As the post notes, Ross Ulbricht received a double life sentence for his role in creating and operating the Silk Road online marketplace.

“The Silk Road was groundbreaking in that it combined two privacy-preserving technologies — bitcoin and Tor — to enable the seemingly anonymous trade of illicit goods and services,” wrote Dr. Tom Robinson, Elliptic co-founder and chief scientist.

He said the bitcoin address that was accessed was “also notable because an encrypted file has been circulating on hacker forums for the past year, which purportedly contains keys required to seize the bitcoins in this address.

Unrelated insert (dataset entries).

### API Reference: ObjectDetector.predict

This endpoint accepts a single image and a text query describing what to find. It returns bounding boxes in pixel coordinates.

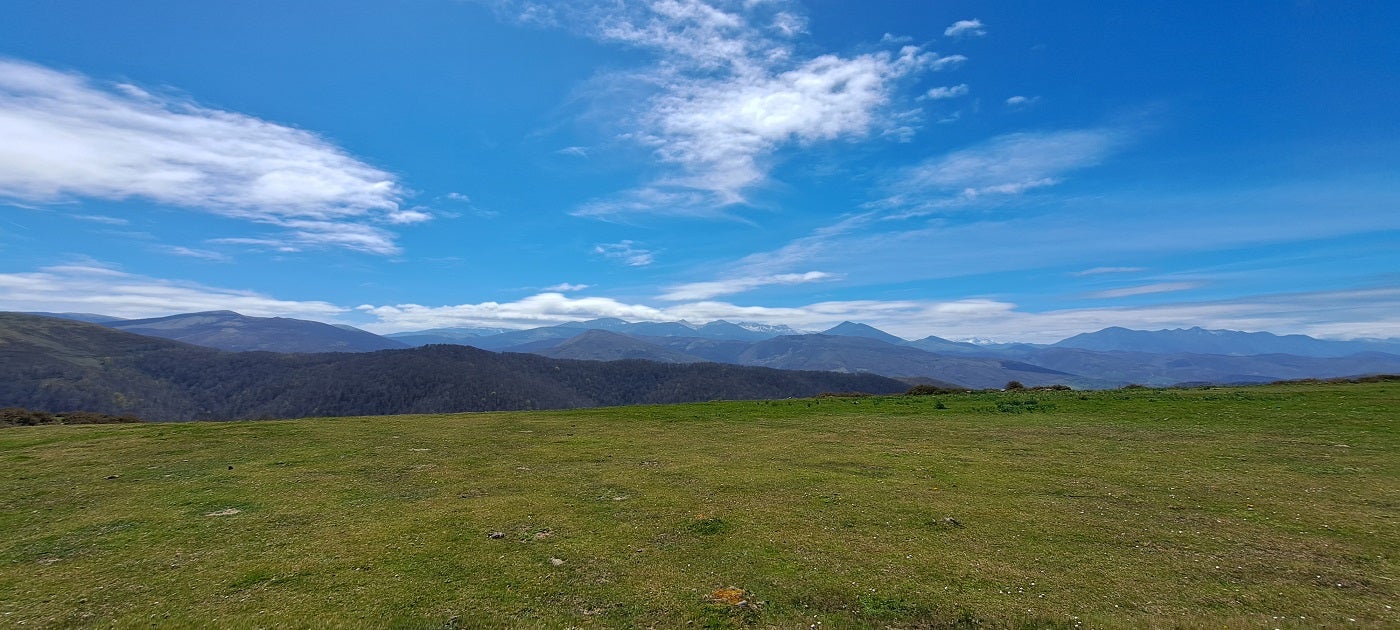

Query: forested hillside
[0,313,907,421]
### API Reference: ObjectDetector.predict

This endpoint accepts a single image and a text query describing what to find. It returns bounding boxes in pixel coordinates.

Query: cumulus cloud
[659,270,835,300]
[944,19,986,38]
[630,46,939,206]
[357,292,671,331]
[506,1,951,217]
[1005,94,1040,108]
[0,58,414,254]
[769,11,807,36]
[923,84,969,100]
[594,240,655,266]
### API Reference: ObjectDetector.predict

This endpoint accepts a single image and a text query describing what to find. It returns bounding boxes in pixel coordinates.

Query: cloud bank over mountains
[4,264,1397,343]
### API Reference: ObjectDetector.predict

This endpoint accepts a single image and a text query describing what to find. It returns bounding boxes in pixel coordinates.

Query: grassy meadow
[1,381,1396,628]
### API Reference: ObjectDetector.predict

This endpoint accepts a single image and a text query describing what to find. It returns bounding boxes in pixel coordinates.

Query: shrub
[1005,380,1025,390]
[906,384,967,396]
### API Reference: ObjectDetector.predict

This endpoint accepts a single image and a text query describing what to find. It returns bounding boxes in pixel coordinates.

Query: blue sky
[0,0,1396,342]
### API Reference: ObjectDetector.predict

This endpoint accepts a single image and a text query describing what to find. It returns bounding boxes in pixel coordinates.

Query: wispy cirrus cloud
[0,263,343,319]
[594,240,655,266]
[71,214,129,226]
[155,245,231,262]
[659,270,835,301]
[877,127,1129,217]
[0,58,416,254]
[1075,266,1147,276]
[501,1,960,218]
[543,282,591,292]
[1087,282,1200,299]
[719,175,1399,297]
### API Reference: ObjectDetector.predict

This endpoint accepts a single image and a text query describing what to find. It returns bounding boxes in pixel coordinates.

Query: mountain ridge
[0,313,909,421]
[107,311,408,353]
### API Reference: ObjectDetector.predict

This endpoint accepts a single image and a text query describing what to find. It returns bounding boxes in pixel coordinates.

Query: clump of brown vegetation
[0,407,144,426]
[904,384,969,396]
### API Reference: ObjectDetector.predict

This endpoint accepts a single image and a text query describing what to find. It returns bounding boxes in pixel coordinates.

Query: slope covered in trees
[0,313,907,421]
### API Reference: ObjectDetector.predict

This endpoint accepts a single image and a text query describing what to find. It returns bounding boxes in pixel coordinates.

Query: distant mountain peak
[822,321,906,344]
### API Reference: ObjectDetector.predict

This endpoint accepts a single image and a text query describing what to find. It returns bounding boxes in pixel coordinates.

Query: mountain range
[24,311,1400,390]
[0,313,908,421]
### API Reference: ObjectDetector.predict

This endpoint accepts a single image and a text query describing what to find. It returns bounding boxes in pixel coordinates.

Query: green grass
[1,382,1396,628]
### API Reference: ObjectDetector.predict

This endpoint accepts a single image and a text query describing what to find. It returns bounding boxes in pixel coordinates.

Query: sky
[0,0,1397,342]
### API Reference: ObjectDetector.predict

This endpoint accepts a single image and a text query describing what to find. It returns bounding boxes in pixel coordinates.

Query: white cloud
[1087,282,1201,299]
[385,209,434,224]
[929,55,968,71]
[626,46,942,209]
[445,192,472,202]
[924,84,969,100]
[156,245,231,262]
[769,11,807,37]
[519,1,946,217]
[0,264,343,319]
[1006,95,1041,108]
[544,282,592,292]
[880,33,913,45]
[880,127,1127,215]
[594,240,655,266]
[71,214,129,225]
[944,19,986,38]
[0,58,414,254]
[659,270,835,300]
[357,292,671,332]
[205,237,301,253]
[556,146,589,158]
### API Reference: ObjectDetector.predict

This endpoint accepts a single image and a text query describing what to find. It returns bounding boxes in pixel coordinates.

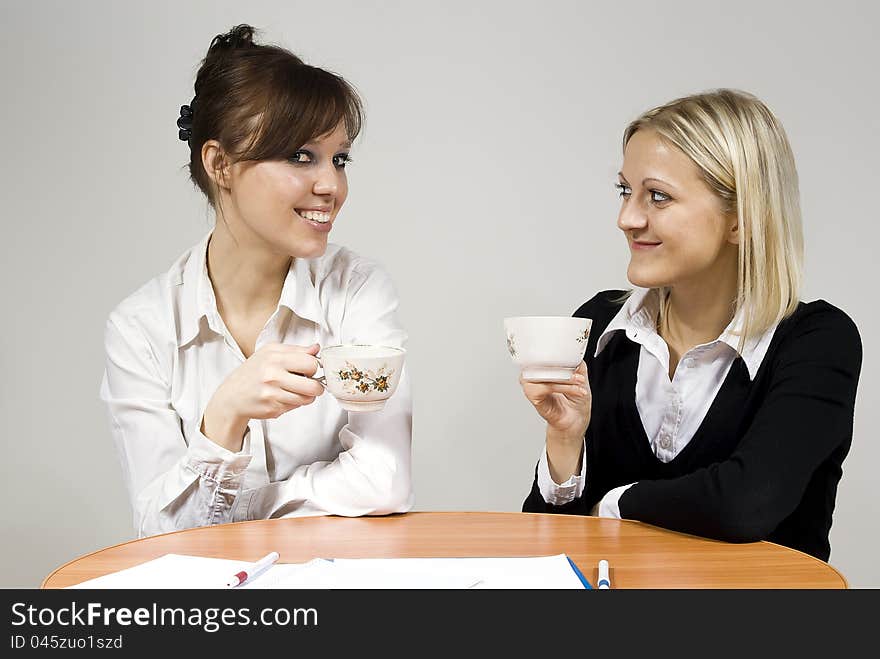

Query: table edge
[41,510,848,589]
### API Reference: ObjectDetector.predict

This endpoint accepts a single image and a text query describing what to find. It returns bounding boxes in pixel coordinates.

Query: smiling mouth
[295,209,332,224]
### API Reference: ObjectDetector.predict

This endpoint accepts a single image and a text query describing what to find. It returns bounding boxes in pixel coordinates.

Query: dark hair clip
[177,99,196,142]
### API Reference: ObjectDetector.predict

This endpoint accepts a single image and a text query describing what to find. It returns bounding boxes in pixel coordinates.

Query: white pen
[226,551,280,588]
[598,559,611,589]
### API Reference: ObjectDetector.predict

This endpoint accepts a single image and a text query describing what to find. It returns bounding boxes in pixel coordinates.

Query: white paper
[332,554,586,589]
[67,553,587,589]
[65,555,479,590]
[258,559,482,589]
[67,554,246,589]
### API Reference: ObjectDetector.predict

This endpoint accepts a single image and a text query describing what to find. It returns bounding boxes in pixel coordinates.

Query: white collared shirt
[538,287,777,516]
[100,231,413,537]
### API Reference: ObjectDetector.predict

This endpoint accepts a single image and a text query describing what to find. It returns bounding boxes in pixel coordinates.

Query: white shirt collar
[175,230,326,347]
[595,287,777,380]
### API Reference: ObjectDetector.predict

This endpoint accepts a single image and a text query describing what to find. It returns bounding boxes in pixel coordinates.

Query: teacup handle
[293,356,326,387]
[313,356,326,387]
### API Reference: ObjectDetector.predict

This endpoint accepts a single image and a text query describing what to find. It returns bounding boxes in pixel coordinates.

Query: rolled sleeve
[101,314,254,537]
[184,426,253,482]
[537,440,587,505]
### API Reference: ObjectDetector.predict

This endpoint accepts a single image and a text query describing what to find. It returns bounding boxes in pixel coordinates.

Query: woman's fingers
[521,383,589,410]
[273,388,318,413]
[275,345,321,377]
[519,367,586,386]
[516,362,591,434]
[522,381,587,396]
[521,371,587,393]
[277,371,326,398]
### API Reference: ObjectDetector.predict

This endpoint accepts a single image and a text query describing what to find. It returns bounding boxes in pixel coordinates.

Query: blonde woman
[520,89,861,561]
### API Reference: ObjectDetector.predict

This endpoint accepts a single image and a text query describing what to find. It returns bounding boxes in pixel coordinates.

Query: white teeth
[298,210,331,223]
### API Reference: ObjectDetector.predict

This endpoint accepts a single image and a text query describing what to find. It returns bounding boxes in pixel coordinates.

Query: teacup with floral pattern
[504,316,592,382]
[318,344,406,412]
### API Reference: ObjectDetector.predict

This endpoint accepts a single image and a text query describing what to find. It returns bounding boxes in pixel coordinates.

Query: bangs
[237,62,363,161]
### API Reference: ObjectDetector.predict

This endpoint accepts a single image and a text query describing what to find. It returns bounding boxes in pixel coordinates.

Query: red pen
[226,551,280,588]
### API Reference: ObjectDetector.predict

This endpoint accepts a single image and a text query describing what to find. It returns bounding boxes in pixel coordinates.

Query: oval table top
[42,511,846,589]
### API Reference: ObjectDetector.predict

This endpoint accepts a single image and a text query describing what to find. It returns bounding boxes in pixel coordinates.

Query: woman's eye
[650,190,671,203]
[615,183,632,198]
[333,153,352,168]
[288,150,313,164]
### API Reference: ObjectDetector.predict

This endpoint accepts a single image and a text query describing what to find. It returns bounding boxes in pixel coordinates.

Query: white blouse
[538,287,777,516]
[100,231,413,537]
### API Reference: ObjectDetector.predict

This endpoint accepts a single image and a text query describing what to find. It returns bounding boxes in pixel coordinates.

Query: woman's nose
[617,200,648,232]
[312,162,339,196]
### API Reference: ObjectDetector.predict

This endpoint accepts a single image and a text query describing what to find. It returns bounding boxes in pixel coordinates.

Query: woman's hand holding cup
[506,315,592,482]
[202,342,325,452]
[520,361,591,437]
[520,362,592,483]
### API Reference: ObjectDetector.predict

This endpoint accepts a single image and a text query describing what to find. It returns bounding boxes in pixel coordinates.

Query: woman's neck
[206,220,291,319]
[660,256,739,354]
[663,285,735,350]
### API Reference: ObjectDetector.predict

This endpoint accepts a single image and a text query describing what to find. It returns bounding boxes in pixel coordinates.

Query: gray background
[2,0,877,587]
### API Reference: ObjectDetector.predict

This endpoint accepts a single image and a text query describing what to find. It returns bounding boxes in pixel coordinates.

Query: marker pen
[598,559,611,589]
[226,551,280,588]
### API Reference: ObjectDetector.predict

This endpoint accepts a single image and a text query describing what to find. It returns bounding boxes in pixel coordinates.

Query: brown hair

If genuine, cracking the password on this file would allow these bitcoins to be moved.”

Robinson added that “through blockchain analysis, we can determine that these funds likely originated from the Silk Road.” He said the bitcoins “left the Silk Road’s wallet” in 2012 before being put into the bitcoin address in question the next year.

“The movement of these bitcoins today (Nov. 4), now worth around $955 million, may represent Ulbricht or a Silk Road vendor moving their funds,” he continued. “However, it seems unlikely that Ulbricht would be able to conduct a bitcoin transaction from prison. Alternatively, the encrypted wallet file may have been real, and the password has now been cracked — allowing the bitcoins to be moved.”

“There has always been the suspicion that proceeds of the Silk Road may remain in circulation,” noted Robinson, adding that “total commissions earned by the Silk Road” are believed to have been some $6 billion in today’s market.

The U.S. government is taking note of bitcoin’s allure to scammers. FBI Director Christopher Wray said his agents have observed the dangers of cryptocurrency’s criminal usage firsthand. “We see criminals using cryptocurrency to try to prevent us from ‘following the money’ across a wide range of investigations, as well as to trade in illicit goods like criminal tools on the dark web,” Wray said.